L'indirizzo è: www.ilcontadodelmolise.com
Il webmaster è Paolo
Santoianni, anche lui santacrocese. Anche se non siamo esperti di
cinofilia, la lettura delle pagine del sito e la vista di tante immagini
e di foto dei NOSTRI cani, ci ha (diciamo la verità) un po'
emozionati.
Abbiamo un'età giovane e non abbiamo vissuto quei tempi in cui il Cane
Corso era considerato, molto più di quanto lo sia oggi, un vero
"aiutante" dei contadini, dei fattori, dei pastori, dei
bovari, ecc. della nostra Terra.
Ma siamo stati felici di leggere i racconti di un tempo antico che la
nostra Gente più anziana certamente non ha dimenticato. Abbiamo visto
nel sito anche i disegni di un altro nostro conosciutissimo
compaesano, il Sign. Pietro Mastrangelo, che con il pregevole tratto
della sua matita ha saputo trasmetterci l'immagine visiva di quanto
negli scritti è raccontato con una prosa appassionata che nasce dal
profondo del cuore e dal disinteressato amore per la natura e per la
nostra tradizione.
Grazie, Flavio!!
Abbiamo visto che il Sito,
ad una settimana appena dalla sua nascita, è stato visitato anche
dall'estero (Stati Uniti, Olanda, Belgio, Canada, Russia e, perfino,
Singapore) e pensiamo che ciò, anche se per un aspetto particolare, ha
contribuito a diffondere il nome di Santa Croce di Magliano nel mondo.
A
parte gli articoli tecnici riservati a chi ha una base di conoscenza
cinofila (ma tutto è facilmente comprensibile da chiunque),
certamente le Sezioni "Piccolo mondo antico" (con la
descrizione del lavoro dei cani della Masseria, del Cane da pagliaio,
del Cane da capraio ecc.), "Storia e tradizione" (a
partire dall'antica Roma), e le tantissime foto di cani antichi e dei
giorni d'oggi (alcuni li vediamo ogni tanto per Santa Croce e per i
paesi vicini) saranno di sicuro interesse per tutti.

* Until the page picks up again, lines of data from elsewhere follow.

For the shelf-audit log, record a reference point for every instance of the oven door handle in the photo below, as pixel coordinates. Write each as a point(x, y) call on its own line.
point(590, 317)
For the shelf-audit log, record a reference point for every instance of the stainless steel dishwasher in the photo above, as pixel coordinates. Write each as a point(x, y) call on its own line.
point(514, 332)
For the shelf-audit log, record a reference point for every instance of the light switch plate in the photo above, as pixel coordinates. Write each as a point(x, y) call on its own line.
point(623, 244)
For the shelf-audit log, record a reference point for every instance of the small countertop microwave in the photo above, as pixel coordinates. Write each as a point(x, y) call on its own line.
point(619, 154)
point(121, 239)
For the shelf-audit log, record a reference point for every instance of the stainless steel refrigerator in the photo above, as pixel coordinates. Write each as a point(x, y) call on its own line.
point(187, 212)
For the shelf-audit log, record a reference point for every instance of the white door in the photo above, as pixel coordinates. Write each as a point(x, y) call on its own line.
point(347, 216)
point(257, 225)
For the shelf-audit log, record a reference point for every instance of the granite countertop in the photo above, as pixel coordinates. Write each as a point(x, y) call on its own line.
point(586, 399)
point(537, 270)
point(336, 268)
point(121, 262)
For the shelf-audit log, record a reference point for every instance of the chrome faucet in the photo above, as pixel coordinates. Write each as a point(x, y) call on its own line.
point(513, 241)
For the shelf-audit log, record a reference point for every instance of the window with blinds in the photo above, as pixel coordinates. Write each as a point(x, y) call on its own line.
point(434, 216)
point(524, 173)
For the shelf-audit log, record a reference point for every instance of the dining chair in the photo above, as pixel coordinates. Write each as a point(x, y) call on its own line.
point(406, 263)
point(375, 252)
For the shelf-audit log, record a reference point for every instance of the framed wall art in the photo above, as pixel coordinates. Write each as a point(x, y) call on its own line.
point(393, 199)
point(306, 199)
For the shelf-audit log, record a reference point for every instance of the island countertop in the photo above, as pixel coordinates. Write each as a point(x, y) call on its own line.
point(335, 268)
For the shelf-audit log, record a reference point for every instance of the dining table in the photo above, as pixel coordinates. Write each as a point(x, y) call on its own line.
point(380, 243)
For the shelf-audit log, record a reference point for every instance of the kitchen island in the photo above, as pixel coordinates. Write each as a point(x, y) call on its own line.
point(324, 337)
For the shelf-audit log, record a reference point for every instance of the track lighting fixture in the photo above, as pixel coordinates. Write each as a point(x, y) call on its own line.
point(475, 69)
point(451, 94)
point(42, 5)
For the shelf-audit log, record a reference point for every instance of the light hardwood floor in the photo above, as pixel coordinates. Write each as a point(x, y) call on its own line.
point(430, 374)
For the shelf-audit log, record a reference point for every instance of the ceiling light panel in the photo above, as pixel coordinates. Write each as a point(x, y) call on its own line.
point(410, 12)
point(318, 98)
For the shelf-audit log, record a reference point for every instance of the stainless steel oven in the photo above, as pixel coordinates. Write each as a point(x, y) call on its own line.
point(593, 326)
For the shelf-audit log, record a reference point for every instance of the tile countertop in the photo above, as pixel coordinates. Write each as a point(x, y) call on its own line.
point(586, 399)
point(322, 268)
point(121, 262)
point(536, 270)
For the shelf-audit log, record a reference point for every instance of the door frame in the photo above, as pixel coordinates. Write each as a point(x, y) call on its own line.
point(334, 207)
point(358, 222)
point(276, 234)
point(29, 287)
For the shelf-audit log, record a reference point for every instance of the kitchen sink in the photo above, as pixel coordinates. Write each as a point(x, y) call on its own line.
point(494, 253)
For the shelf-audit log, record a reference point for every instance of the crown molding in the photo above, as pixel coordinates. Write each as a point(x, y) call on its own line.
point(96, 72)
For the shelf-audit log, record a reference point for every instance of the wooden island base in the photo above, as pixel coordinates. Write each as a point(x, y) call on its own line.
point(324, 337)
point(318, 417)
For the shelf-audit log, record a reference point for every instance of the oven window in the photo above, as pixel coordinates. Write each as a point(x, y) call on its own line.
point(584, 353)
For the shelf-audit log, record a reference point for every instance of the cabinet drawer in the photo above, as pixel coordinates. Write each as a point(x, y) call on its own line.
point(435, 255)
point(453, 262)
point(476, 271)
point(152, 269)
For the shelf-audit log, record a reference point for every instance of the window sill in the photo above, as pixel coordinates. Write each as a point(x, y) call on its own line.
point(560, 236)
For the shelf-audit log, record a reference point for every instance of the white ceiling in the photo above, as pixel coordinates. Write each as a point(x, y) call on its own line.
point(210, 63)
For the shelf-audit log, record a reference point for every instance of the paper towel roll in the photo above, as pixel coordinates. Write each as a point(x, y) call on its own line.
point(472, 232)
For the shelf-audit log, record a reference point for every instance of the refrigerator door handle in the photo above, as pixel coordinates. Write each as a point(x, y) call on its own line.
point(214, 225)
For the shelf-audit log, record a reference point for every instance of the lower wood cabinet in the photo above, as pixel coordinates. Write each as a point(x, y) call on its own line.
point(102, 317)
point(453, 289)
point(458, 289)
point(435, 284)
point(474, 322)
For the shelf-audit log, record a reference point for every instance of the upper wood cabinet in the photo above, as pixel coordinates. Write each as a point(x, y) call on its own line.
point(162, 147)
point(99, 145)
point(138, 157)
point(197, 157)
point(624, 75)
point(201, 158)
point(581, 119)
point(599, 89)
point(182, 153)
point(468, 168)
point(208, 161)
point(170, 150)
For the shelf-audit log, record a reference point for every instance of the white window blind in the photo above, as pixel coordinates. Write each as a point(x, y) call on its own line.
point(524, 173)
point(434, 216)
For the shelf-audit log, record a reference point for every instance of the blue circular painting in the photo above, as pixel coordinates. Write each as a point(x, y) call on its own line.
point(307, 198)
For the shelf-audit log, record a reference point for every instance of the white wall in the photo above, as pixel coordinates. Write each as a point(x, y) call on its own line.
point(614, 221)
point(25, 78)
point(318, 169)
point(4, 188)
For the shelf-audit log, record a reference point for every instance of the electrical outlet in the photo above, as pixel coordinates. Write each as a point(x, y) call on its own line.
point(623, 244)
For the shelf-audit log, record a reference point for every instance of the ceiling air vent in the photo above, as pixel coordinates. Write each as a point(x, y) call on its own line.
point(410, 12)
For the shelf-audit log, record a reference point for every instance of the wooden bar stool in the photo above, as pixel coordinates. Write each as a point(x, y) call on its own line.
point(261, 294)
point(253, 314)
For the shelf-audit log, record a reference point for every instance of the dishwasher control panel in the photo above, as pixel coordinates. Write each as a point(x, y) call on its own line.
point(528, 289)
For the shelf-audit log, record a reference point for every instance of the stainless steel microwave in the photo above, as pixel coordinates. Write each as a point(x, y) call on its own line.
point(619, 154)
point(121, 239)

Il sito non è ancora completo; Paolo ci dice che il materiale è
tantissimo e che ci vorrà del tempo prima di finire il lavoro.
Ma qual è l'impegno di
Flavio (come cinofilo, perché come veterinario lo conosciamo tutti)?
Flavio da tantissimi anni combatte, fra mille ostacoli, una battaglia
intesa a preservare il Cane Corso Tradizionale da quegli inquinamenti
che ne stanno mettendo a rischio la conservazione.
Fra le altre cose, con la sua passione è riuscito a mantenere in
vita, per otto generazioni di cani, una linea di sangue di antichissime
origini. Il suo pensiero si inquadra in quello dei grandi Maestri
della cinofilia, secondo cui la bellezza di un cane non và intesa
nell'aspetto estetico bensì nella sua funzionalità.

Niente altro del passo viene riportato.